On our walk back to the funeral home, where my scooter was parked, the threatening sun spilled into the pre-morning darkness. The building to the funeral home was in our line of sight, and Julian grabbed my hand and turned me to face him.
“Hey.” He squeezed my hand with the same look he’d given me plenty of times before he was about to rip my heart from my chest. I turned my gaze away, unable to look him in the eyes. The poison had left his system, and he was about to take it all back. “Fallon, I want to keep it real between us, I do,” he said, determined. “But I’m a private person. What happens when we’re together, I don’t want anyone else to know. Even if things were different, if I weren’t cursed, and you weren’t … friends with Sacred Sea. What happens between us, I never want to share it with anyone else.”
“I don’t wanna share it with anyone else either,” I agreed. “So, what do we do from here?”
“We keep it in the dark.”
Chapter 17
Fallon
Monday groanedthat morning in her chair, face down over her desk and arms sprawled out. “I feel like a failure today.
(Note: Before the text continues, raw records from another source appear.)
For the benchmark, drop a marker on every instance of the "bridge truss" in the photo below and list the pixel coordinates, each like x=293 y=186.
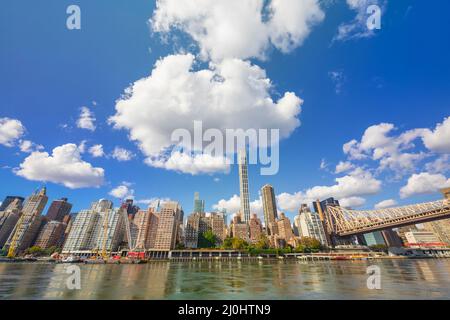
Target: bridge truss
x=343 y=222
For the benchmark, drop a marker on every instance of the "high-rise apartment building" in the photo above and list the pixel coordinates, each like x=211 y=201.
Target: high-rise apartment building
x=417 y=238
x=8 y=220
x=441 y=229
x=58 y=210
x=101 y=205
x=239 y=229
x=8 y=200
x=111 y=229
x=169 y=226
x=284 y=228
x=27 y=228
x=269 y=208
x=51 y=235
x=96 y=230
x=199 y=205
x=81 y=236
x=255 y=227
x=308 y=224
x=146 y=225
x=243 y=184
x=130 y=207
x=199 y=223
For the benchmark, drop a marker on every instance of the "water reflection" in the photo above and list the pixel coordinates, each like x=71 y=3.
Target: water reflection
x=401 y=279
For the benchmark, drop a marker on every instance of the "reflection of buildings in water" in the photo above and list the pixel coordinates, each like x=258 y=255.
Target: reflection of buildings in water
x=399 y=270
x=57 y=284
x=30 y=282
x=33 y=281
x=424 y=270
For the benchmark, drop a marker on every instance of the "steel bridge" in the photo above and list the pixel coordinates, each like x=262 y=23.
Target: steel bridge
x=343 y=222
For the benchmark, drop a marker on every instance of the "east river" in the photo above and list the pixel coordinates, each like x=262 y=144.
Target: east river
x=399 y=279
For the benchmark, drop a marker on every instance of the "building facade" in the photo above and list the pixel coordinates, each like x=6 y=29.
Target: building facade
x=269 y=209
x=8 y=220
x=27 y=228
x=169 y=226
x=58 y=210
x=8 y=200
x=255 y=227
x=243 y=185
x=51 y=235
x=284 y=228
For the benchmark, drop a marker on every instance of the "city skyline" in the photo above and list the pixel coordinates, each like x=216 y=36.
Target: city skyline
x=372 y=132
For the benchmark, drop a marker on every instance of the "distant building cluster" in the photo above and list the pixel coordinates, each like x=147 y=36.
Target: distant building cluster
x=105 y=229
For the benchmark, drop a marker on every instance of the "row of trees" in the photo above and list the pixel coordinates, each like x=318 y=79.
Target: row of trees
x=306 y=245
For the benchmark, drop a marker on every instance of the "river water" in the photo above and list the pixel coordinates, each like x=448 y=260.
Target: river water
x=400 y=279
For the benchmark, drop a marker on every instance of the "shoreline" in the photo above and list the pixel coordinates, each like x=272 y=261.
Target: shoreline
x=217 y=259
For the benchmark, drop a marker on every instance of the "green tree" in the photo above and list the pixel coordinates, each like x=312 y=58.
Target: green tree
x=262 y=243
x=307 y=244
x=239 y=244
x=207 y=240
x=227 y=243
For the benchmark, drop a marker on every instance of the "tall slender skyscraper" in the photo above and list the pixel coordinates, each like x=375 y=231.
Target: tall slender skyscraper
x=243 y=183
x=199 y=205
x=269 y=208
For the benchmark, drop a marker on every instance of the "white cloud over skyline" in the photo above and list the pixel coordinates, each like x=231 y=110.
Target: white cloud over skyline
x=64 y=166
x=225 y=29
x=11 y=130
x=86 y=119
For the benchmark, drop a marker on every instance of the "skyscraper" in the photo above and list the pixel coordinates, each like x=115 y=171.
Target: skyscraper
x=51 y=235
x=308 y=224
x=243 y=183
x=27 y=228
x=96 y=230
x=269 y=208
x=58 y=210
x=8 y=200
x=255 y=227
x=199 y=205
x=8 y=220
x=284 y=228
x=170 y=221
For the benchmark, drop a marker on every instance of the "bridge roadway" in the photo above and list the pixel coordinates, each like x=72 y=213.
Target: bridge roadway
x=351 y=222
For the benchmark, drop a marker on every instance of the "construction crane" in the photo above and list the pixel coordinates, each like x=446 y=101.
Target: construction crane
x=15 y=238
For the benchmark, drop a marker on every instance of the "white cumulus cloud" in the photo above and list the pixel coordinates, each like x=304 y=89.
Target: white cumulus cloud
x=239 y=29
x=10 y=131
x=357 y=28
x=231 y=95
x=194 y=165
x=233 y=205
x=347 y=189
x=122 y=155
x=122 y=192
x=64 y=166
x=386 y=204
x=352 y=202
x=28 y=146
x=344 y=167
x=86 y=119
x=424 y=183
x=438 y=140
x=97 y=151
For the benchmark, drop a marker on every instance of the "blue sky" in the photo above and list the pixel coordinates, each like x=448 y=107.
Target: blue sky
x=398 y=75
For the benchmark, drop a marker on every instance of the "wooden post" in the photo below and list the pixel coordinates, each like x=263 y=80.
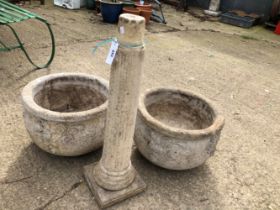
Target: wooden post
x=113 y=178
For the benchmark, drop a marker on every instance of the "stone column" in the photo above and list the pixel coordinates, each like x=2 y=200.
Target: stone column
x=114 y=173
x=213 y=8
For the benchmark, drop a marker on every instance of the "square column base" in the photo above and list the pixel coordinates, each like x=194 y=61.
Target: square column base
x=106 y=198
x=212 y=13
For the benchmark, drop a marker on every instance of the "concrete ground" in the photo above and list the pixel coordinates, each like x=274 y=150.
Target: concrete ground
x=238 y=69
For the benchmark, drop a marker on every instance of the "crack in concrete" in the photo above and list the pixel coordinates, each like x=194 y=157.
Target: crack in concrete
x=54 y=199
x=16 y=180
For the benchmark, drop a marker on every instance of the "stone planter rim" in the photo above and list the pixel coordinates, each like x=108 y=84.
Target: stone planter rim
x=180 y=133
x=28 y=94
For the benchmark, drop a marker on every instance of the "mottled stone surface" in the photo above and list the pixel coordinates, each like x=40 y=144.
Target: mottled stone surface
x=177 y=129
x=64 y=114
x=106 y=198
x=115 y=171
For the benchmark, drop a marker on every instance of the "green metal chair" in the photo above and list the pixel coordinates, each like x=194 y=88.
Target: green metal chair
x=10 y=13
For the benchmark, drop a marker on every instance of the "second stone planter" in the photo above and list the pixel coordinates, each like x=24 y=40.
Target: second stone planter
x=177 y=129
x=65 y=113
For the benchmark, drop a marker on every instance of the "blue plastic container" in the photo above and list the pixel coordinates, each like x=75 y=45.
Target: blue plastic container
x=111 y=11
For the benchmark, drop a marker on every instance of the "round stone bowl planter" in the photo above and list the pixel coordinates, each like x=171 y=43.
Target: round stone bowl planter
x=176 y=129
x=65 y=113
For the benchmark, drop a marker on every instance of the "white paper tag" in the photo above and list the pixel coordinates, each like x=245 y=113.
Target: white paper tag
x=112 y=52
x=122 y=30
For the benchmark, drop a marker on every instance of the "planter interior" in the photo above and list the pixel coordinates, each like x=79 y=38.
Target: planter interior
x=179 y=111
x=65 y=113
x=62 y=95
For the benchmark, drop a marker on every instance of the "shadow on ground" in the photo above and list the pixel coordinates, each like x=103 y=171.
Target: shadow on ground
x=37 y=180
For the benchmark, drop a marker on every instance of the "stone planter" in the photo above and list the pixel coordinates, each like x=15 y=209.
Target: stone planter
x=65 y=113
x=177 y=129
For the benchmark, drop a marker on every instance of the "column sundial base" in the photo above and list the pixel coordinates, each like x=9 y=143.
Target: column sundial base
x=106 y=198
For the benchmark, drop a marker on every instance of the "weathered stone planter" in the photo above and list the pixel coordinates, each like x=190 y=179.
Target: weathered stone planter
x=65 y=113
x=177 y=129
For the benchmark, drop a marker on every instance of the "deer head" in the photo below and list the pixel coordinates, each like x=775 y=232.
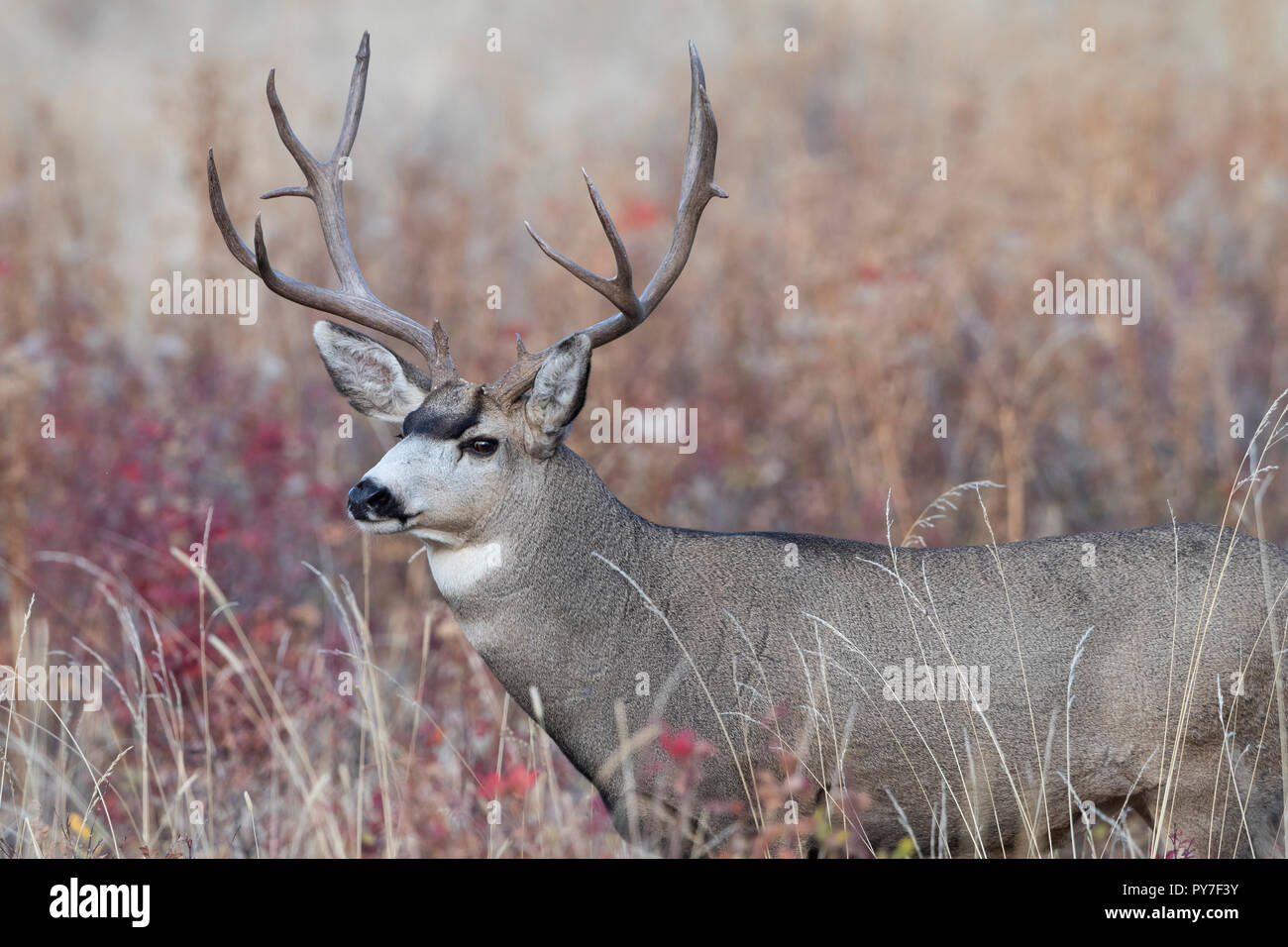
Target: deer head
x=463 y=446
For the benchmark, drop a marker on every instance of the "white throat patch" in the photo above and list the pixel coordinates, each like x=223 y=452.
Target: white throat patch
x=458 y=571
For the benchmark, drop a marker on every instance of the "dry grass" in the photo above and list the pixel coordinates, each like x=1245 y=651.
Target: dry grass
x=915 y=300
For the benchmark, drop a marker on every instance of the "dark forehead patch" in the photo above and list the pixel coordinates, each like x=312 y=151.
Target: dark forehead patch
x=446 y=419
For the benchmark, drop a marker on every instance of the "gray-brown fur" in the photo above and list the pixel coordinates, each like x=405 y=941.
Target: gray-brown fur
x=565 y=620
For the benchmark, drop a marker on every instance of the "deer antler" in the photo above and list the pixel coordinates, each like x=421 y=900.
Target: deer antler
x=696 y=189
x=353 y=300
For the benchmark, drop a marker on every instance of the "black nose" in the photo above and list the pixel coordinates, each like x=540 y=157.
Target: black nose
x=370 y=500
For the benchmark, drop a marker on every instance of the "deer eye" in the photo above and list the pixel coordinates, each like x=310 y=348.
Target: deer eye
x=482 y=447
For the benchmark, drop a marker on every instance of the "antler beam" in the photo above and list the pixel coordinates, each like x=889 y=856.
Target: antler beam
x=697 y=187
x=355 y=299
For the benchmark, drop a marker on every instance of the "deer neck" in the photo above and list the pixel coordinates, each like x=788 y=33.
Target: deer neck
x=532 y=591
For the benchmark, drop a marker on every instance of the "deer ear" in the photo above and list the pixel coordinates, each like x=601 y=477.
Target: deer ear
x=376 y=381
x=557 y=395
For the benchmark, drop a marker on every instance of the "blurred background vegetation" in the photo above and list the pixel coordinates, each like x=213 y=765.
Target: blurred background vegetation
x=915 y=299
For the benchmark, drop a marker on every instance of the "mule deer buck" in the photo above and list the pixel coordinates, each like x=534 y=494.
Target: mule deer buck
x=984 y=698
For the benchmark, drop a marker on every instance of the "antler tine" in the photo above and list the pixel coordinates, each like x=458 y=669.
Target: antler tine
x=696 y=189
x=618 y=290
x=355 y=300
I have no motivation to do anything,” she groaned. “And I think I made a few mistakes last night.” I looked over, and she turned her head to the side and opened one eye, squinting. “Why areyousmiling?” I lifted my shoulder. Her head popped up from the desk, papers sticking to her wet cheek from the drool. “Oh, you’re bad. Kane? Did he slip you the tongue last night?”
I almost said no, but swallowed down the word. Monday would only probe until she got all the dirt, and I couldn’t give her any ideas that it was someone other than Kane. Even if Julian hadn’t said not to tell anyone, I wouldn’t. What happened the night before was ours—only ours—and I wanted to keep it that way too.
I shrugged again, giving her no explanation or reasoning.
Monday peeled the papers from her cheek and raised a brow. “Fine, I see how it is. I have a body to embalm, anyway.”